A Game Theoretic Analysis for Power Management and Cost Optimization of Green Base Stations in 5G and Beyond Communication Networks
IEEE Transactions on Network and Service Management
Due to the exponential increase in the number of users, the next-generation cellular networks are resource-constrained in power and bandwidth. Power consumption is one of the critical consideration for the next-generation wireless networks, therefore, management of available resources is essential to achieve power efficiency. With the growing incentive to ‘go green’ and to reduce the carbon footprint, the fifth generation (5G) and beyond wireless networks will derive power from renewable sources to solve the energy efficiency problems. This work focuses on integrated regulation of the traditional, i.e., the grid-based and the renewable, i.e., the solar-based power supplies for the 5G and beyond 5G green base stations (BSs) in a smart city scenario. We propose a pricing model for suppliers to charge the BSs for electricity consumption when the renewable power supply cannot meet their total energy requirements. We propose a game-theoretic analysis for cost optimization by proposing two games, i.e., the power control game and the best supplier game. Each BS acts as a game player and has some actions like power reduction and supplier selection to reduce the total energy costs. We also provide the game transition profiles for the BSs.

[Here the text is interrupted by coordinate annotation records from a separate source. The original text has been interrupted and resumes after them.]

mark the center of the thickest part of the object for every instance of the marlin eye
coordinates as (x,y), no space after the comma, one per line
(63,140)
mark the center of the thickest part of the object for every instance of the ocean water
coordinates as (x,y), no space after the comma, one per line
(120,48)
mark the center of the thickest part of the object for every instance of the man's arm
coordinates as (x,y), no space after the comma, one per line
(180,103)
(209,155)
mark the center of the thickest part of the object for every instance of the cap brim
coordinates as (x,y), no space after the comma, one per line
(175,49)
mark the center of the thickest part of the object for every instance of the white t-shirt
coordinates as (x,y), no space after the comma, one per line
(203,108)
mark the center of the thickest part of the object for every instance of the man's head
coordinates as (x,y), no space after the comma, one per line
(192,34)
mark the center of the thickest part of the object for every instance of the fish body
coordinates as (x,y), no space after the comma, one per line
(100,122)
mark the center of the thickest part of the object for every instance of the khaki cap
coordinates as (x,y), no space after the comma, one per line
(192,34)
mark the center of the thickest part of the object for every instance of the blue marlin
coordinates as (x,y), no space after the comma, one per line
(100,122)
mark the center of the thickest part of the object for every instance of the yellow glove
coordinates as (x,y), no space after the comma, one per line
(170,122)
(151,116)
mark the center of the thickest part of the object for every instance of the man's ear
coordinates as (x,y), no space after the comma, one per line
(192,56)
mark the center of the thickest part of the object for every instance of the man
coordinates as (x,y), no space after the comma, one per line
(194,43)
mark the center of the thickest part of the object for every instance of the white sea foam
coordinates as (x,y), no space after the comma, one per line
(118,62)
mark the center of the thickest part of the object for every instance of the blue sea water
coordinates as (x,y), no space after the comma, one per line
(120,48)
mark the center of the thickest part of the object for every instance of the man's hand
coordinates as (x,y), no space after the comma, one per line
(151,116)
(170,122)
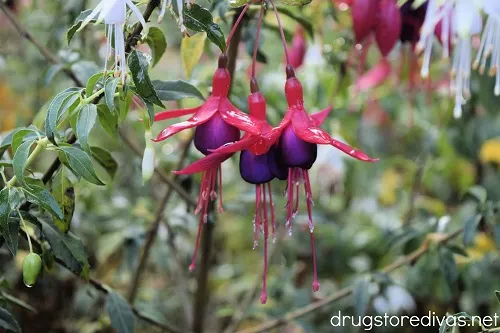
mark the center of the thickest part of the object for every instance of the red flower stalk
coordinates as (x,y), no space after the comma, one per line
(298,49)
(217,122)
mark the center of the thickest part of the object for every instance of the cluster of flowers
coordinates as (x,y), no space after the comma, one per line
(452,22)
(285,152)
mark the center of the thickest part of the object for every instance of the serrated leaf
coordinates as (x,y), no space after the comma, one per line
(21,158)
(139,67)
(64,193)
(296,2)
(191,51)
(199,19)
(157,43)
(8,321)
(79,162)
(66,248)
(176,90)
(78,23)
(55,109)
(84,124)
(104,158)
(36,193)
(470,229)
(109,92)
(23,134)
(92,82)
(5,229)
(361,296)
(107,119)
(120,313)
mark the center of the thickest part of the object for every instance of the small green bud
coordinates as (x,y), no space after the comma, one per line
(32,265)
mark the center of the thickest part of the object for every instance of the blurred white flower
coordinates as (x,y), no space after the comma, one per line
(180,8)
(114,15)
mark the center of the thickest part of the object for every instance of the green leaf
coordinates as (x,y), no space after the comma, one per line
(199,19)
(296,2)
(361,296)
(104,158)
(21,158)
(157,43)
(138,63)
(66,248)
(149,108)
(305,23)
(5,228)
(109,92)
(470,229)
(176,90)
(79,162)
(448,266)
(91,83)
(24,134)
(107,119)
(64,193)
(120,313)
(84,124)
(78,23)
(37,193)
(478,193)
(8,321)
(56,108)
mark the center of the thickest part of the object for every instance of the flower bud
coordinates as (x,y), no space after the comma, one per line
(32,265)
(148,160)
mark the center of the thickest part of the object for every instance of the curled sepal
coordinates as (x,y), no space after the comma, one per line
(320,116)
(206,163)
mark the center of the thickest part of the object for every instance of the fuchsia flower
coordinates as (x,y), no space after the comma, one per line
(217,122)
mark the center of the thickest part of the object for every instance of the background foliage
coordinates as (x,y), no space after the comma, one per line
(381,228)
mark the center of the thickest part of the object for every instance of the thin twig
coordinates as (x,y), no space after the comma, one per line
(406,260)
(153,230)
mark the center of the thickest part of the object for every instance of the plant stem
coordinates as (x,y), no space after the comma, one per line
(41,144)
(25,230)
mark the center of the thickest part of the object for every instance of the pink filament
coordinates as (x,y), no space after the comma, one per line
(307,188)
(207,193)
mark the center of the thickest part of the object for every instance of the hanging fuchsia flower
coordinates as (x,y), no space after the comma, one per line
(217,122)
(298,147)
(412,20)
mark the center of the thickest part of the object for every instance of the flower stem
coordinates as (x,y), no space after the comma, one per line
(256,45)
(41,144)
(235,26)
(25,230)
(283,39)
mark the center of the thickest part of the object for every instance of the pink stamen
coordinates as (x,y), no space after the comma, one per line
(221,207)
(263,296)
(307,188)
(271,204)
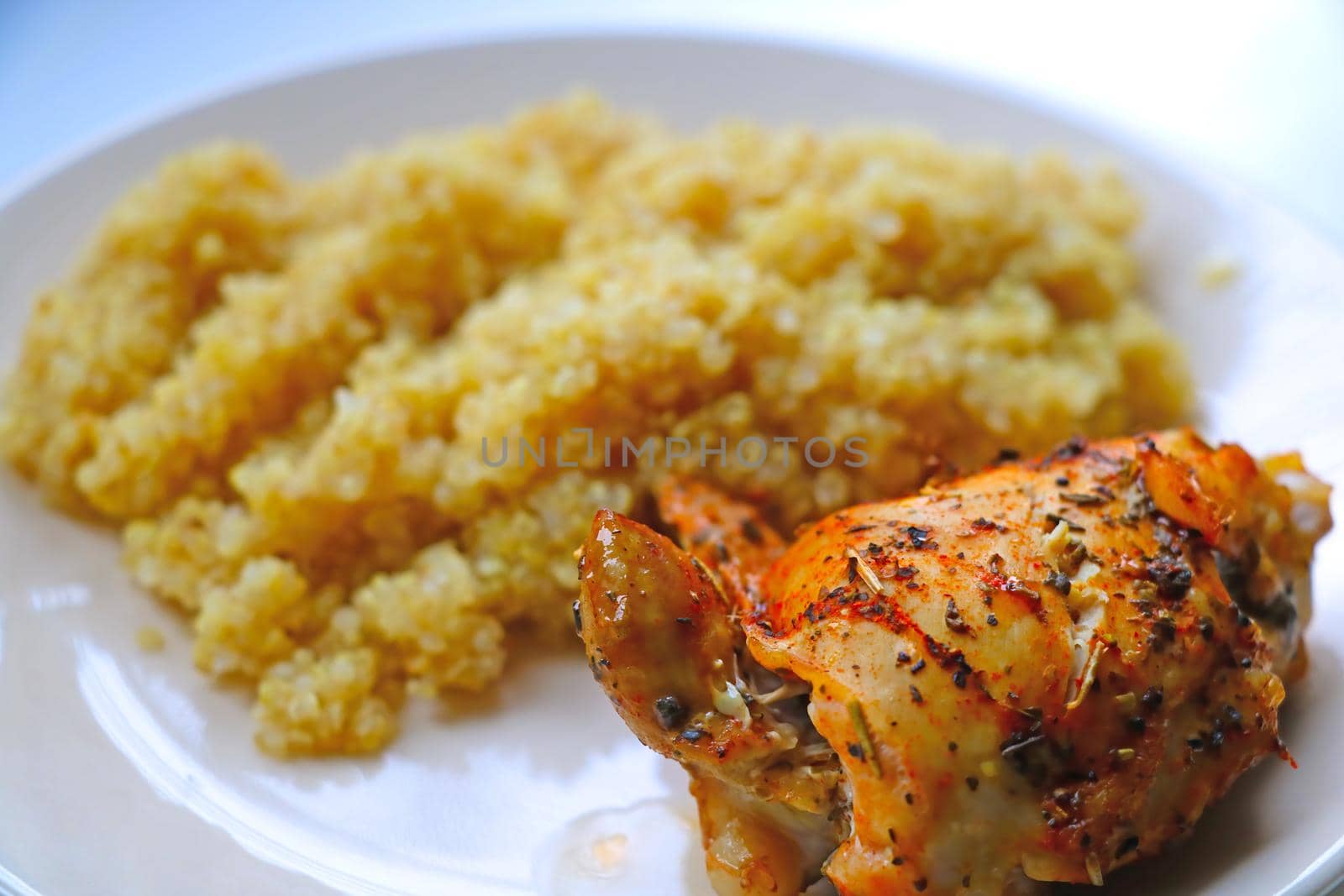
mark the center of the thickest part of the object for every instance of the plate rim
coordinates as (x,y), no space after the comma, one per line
(1327,871)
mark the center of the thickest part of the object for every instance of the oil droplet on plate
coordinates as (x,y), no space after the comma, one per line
(652,846)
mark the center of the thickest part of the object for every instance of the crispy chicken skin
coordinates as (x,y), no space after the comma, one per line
(1035,673)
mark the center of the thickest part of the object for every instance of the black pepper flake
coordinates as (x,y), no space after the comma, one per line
(918,537)
(1171,577)
(752,531)
(669,711)
(1059,582)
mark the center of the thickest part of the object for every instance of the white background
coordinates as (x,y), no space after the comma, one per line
(1256,89)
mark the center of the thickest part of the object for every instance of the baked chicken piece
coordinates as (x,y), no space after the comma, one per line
(1041,672)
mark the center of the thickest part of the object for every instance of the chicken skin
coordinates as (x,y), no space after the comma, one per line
(1041,672)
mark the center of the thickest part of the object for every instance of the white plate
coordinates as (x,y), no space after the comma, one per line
(127,773)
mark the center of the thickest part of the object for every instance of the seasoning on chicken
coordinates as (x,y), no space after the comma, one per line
(1037,673)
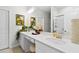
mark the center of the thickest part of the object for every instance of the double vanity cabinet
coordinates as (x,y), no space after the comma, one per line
(27,40)
(45,43)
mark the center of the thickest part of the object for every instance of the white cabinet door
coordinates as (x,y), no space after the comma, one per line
(42,48)
(3,29)
(25,42)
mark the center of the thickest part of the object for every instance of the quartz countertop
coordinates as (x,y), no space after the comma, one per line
(65,45)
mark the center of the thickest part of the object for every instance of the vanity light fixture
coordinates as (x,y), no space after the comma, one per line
(31,10)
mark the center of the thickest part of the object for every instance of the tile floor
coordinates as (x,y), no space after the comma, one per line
(12,50)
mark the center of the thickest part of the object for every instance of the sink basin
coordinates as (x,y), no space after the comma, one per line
(56,41)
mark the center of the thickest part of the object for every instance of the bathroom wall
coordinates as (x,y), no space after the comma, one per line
(69,14)
(12,21)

Furthermore, the Nash Equilibrium’s existence is verified for each of these games and an optimal cost solution is proposed for the green BSs.
5G, 5G mobile communication, Batteries, Cellular networks, Costs, game theory, Games, green communication, Nash Equilibrium, Power demand, Renewable energy sources, resource management.
P. Gorla, A. Deshmukh, S. Joshi, V. Chamola, and M. Guizani, "A game theoretic analysis for power management and cost optimization of green base stations in 5G and beyond communication networks," in IEEE Transactions on Network and Service Management, doi: 10.1109/TNSM.2022.3149593.